Aku menaikkan sebelah alis.

"Persatuan Pacar Kakak Lucas. Seneng banget!"

Memang aneh anak ini. "Hah kok kamu malah seneng?"

"Ya seneng lah! Aku jadi banyak temen ngefangirl."

Alasan macam apa itu, Gita Selvina? "Pe-persatuan apa tadi namanya?"

"Pacar Kakak Lucas."

Sekarang bukan sebelah lagi, kedua alisku naik. "Kamu gapapa aku pacarnya banyak?"

"Gapapa, kan aku ketua umumnya," ucapnya tanpa ragu sambil menyeringai.

"Ok, besok aku nonton sama salah satu dari mereka."

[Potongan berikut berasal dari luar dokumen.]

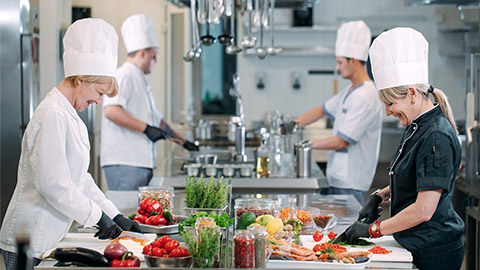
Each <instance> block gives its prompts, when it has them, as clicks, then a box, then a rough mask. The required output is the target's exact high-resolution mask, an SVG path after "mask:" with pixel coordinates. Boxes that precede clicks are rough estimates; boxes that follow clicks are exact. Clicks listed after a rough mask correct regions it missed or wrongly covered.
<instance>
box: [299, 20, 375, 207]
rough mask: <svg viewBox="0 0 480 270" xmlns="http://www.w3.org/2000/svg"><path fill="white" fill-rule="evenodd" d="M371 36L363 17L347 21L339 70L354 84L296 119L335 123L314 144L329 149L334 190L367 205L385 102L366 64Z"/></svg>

"Gaboleh bangsat gitu dong mentang-mentang ganteng." Ucapan dan rautnya tidak selaras. Sumpah serapah itu keluar dari bibir yang dipaksa tersenyum, menyeringai seram.

"Katanya gapapa."

"Ya bukan begitu ih kamu gatau si rasanya suka sama orang. Eh boleh ngga sih aku panggil kamu Kak Lucas?"

Apa katanya, 'ngga tahu rasanya suka sama orang'?

"Kamu pikir aku pacarin kamu karena apa? kegiatan amal?" protesku spontan. Dia hanya tertawa kecil. Menertawakan hal yang tidak penting tanpa mengetahui kondisi hatiku yang sepenuhnya. Memang tidak terlihat, tapi dari dalam aku juga bisa kaget sendiri sewaktu-sewaktu menyadari bahwa pacarku cantik. Kadang aku iri, tidak bisa menyuarakan hati selantang dia.

"Hahhh Aku pacarnya kak Lucas??"

"Kita seumuran ya, Gi. Kamu malah lebih tua dua bulan."

"Ihh tapi kan kamu kuliah duluan," rengek Gigi dengan senjata manyunnya. "Ayo, Kak, kita nonton apa ntar malem?" Tangannya merengkuh erat lenganku dan dia jatuhkan kepalanya bersandar di sana.

Aku harap akan banyak hari-hari seperti ini. Tanpa luka dan trauma, hanya bergandengan dan berpacaran.